North China has been caught by sudden cold snap with temperatures already sub-zero, but local power plants have been feeling the chill for a long time as soaring coal prices stripped their profits away.
China's five largest power companies saw their combined coal-fired business lose 300 million yuan ($45 million) in September, the first group loss since August 2012.
GD Power Development saw revenue shrink in the first nine months, with net profits down about four percent in the third quarter year on year. Shanghai Electric Power saw its Q3 profit fall by 10.3 percent.
"The high coal price is eating away our profit and there are worries that a short-term shortage might push the price higher," said Liu Shenghan, sales manager of a power company in Shanxi Province, where 30 of 52 coal-fired power plants made losses in the first nine months.
The Bohai-Rim Steam-Coal Price Index, a gauge of coal prices in northern China's major ports, rose to 593 yuan per tonne last week, the 17th consecutive rise and about 60 percent up on the start of the year.
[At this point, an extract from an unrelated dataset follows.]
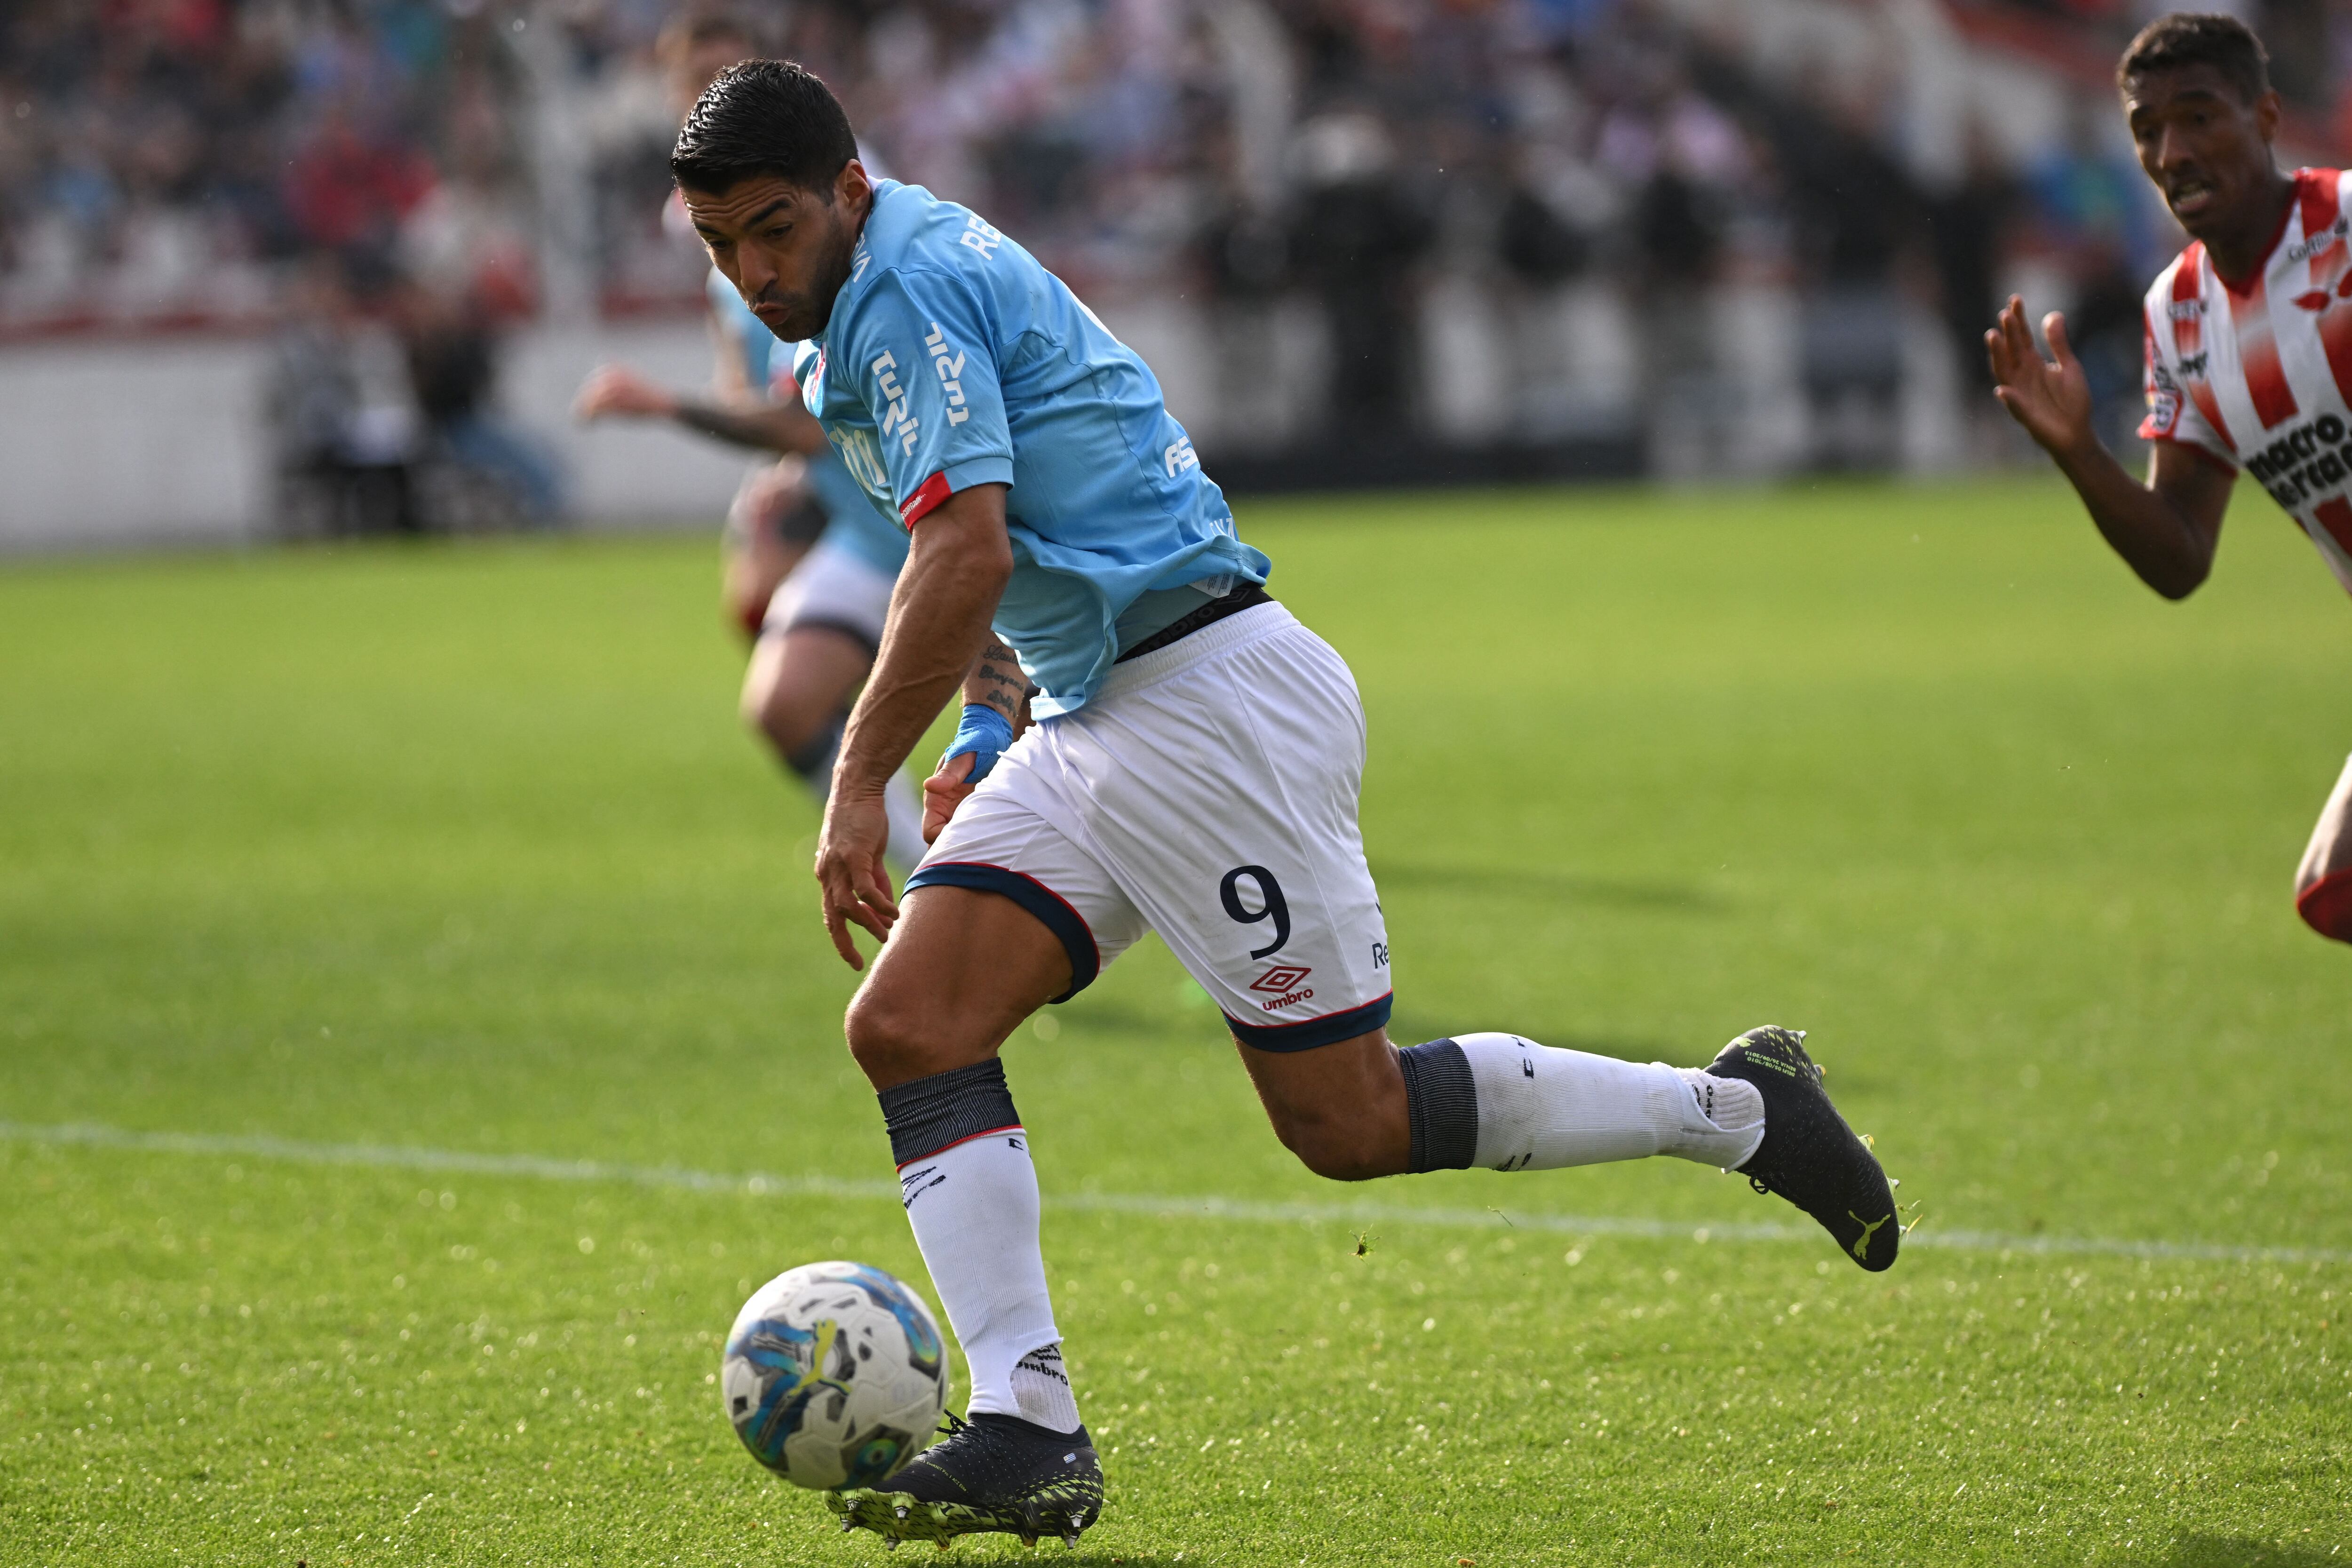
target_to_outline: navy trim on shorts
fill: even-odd
[[[983,893],[1002,893],[1044,921],[1047,931],[1062,939],[1062,951],[1070,955],[1070,988],[1051,1001],[1068,1001],[1102,973],[1102,950],[1095,945],[1095,933],[1087,929],[1086,918],[1034,877],[977,860],[938,860],[926,863],[908,878],[904,892],[918,888],[977,888]],[[1388,1015],[1383,1010],[1381,1016]]]
[[[1234,1032],[1234,1038],[1261,1051],[1311,1051],[1318,1046],[1352,1040],[1358,1035],[1386,1027],[1389,1007],[1395,1000],[1396,993],[1391,991],[1360,1007],[1299,1024],[1244,1024],[1228,1013],[1225,1027]]]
On one hand, the country is cutting excess coal capacity, while on the other, coal prices are edging up. Once synonymous with excess capacity, coal sector is staging a comeback. It is not rare to see trucks waiting in line at coal mines to be loaded, with similar scenes in ports.
Winter is coming, and the coal shortage follows rapid price increases in the past few weeks. The government is in the midst of cutting inefficient production; demand is increasing as the economy stabilizes; and hydroelectric generation is falling as the rainy season ends.
Policymakers face a delicate balancing act and it should be emphasized that the reasons for cutting coal capacity are not exclusively economic; environmental factors play a huge part in current policy.
While rising prices, and profits along with them, might tempt some faltering enterprises to expand production, the policy of cutting overcapacity is not negotiable and a long-term structural overhaul remains the primary objective, according to Sheng Laiyuan of the National Development and Reform Commission (NDRC).
By the end of September, over 80 percent of the 250 million tonnes of capacity up for the chop this year had already been eliminated. Since then the NDRC has called a number of industry-wide meetings, striving to cool price fever while ensuring stable supplies in Q4. At one of those meetings last week, medium-to-long-term supply and price contracts were on the agenda.
These contracts are on the table as a win-win solution; rationalizing the supply chain and securing demand. However, the history of these kinds of contracts is far from ideal. Those for 2014 and 2015 were not well implemented.
For things to work out better this time around, implementation is key and key to implementation is supervision. Third-party credit rating platforms maybe the best option for ensuring that all players fulfill their obligations, industry insiders say.